"Le succès [...] de l'extrême-droite ne repose pas sur sa capacité à duper les gens naïfs"

Comment a-t-on pu en arriver là, comment la (résistible) ascension du RN peut-elle mener Marine Le Pen aux portes du pouvoir, au point de rendre son élection toujours socialement plus probable pour nombre d'individus et de commentateur·ice·s médiatiques du champ politique ? Ces questions, qui ne cessent d'agiter les professionnel·le·s de la politique, de l'information et autres personnalités prétendant à pouvoir énoncer une parole de vérité sur le monde social et politique, sont particulièrement bien traitées dans cette enquête menée par Félicien Faury. Il est rare de parvenir à tenir de nombreuses approches et outils de la sociologie (politique) ensemble, de manière aussi limpide et heuristique, sans tomber dans l'écueil du misérabilisme (les pauvres électeur·ice·s du RN qui expriment sans lucidité leur colère) ou du populisme (des électeur·ice·s qui font des choix exprimant les besoins du peuple, mais se trompent par "fausse conscience" raciste).

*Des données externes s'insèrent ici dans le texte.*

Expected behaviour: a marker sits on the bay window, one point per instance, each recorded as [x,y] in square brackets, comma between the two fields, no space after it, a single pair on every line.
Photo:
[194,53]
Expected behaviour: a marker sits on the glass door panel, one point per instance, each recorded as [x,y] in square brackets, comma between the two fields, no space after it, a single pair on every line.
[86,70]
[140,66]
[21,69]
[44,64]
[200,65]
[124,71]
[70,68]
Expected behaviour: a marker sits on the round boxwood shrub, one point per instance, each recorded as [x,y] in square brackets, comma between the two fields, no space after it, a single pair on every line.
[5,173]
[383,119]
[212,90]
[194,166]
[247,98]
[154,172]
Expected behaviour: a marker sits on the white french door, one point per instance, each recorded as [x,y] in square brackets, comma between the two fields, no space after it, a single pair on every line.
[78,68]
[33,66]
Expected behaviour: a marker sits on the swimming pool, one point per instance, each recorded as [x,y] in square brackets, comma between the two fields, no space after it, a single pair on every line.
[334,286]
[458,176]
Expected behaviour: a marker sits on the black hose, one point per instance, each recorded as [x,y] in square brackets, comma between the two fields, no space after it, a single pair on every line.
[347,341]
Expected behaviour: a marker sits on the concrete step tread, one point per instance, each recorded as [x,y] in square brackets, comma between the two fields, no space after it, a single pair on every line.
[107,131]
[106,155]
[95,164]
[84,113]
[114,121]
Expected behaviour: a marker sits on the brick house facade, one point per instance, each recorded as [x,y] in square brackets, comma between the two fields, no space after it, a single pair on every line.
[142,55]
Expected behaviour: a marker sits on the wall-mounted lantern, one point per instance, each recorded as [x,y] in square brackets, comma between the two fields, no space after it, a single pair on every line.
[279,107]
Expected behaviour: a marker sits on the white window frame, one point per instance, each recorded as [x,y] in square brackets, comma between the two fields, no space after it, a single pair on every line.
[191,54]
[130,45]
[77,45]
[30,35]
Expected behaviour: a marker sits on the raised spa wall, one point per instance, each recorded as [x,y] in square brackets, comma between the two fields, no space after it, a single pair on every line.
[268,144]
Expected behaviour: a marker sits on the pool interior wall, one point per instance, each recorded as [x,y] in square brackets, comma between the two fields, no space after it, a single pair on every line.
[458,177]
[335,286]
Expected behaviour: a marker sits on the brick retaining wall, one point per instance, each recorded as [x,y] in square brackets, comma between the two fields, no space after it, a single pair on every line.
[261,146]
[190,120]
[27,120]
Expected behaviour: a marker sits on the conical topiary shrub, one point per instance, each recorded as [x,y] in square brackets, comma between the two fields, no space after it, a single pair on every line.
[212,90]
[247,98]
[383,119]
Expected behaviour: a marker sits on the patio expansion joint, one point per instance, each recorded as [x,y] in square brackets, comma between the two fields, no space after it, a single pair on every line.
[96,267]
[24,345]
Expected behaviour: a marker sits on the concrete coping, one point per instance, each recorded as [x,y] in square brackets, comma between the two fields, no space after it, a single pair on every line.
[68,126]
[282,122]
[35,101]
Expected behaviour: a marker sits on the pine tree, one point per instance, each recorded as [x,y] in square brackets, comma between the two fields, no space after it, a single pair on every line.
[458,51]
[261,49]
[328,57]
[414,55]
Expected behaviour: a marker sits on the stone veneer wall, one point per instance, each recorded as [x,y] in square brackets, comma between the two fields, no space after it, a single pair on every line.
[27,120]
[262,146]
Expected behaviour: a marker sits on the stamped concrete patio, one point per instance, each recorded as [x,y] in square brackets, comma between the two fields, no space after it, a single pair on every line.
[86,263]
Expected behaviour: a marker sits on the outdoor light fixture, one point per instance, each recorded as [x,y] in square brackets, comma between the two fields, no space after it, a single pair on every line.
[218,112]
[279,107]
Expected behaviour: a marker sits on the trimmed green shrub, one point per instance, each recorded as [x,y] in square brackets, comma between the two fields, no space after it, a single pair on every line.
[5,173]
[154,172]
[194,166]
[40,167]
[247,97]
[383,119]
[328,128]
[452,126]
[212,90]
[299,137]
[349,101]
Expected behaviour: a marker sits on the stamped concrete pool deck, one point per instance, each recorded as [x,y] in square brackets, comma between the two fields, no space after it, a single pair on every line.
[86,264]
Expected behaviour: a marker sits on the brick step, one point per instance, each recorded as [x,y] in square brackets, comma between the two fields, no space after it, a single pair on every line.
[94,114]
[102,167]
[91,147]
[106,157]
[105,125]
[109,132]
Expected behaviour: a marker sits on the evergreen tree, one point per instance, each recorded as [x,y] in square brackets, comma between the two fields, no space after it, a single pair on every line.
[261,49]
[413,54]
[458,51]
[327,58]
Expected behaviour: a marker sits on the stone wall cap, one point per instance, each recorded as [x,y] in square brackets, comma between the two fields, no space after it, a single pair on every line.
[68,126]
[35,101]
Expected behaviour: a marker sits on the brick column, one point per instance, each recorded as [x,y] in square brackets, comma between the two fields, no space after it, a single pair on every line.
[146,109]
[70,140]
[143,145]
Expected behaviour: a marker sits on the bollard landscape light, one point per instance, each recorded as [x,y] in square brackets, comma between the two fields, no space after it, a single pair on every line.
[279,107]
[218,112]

Comme il l'écrit à la fin de sa conclusion :

Étudier le Rassemblement national, comprendre ses électeurs, c'est aussi se rendre compte que ces derniers ne penchent vers l'extrême-droite que parce que le monde dans lequel ils vivent penche avec eux.

En effet, il entreprend dans cette enquête ethnographique, qui l'a conduit à vivre et suivre, interroger, discuter avec des électeur·ice·s ordinaires du RN, pour une large majorité des fractions stabilisées des classes populaires et des "petits moyens", essentiellement blanc·he·s, de chercher et d'exposer les conditions sociales de possibilité de la banalisation du vote pour le RN et de son élargissement social, donc du choix électoral individuel pour l'extrême-droite. Et contrairement à la plupart des commentaires médiatiques et provenant du champ politique lui-même, qui imputent tantôt à ce vote une "colère" ou un "dégagisme" vis-à-vis des acteur·ice·s établi·e·s, tantôt une personnalité autoritaire, raciste par "ignorance" vis-à-vis des étranger·e·s, l'auteur constitue l'idéologie raciste comme moteur et dénominateur commun des profils des individus et des motivations fondant le vote RN, en le liant aux dimensions matérielles de l'existence (par exemple, les services publics, le choix d'une école, du quartier résidentiel, les aides sociales, etc).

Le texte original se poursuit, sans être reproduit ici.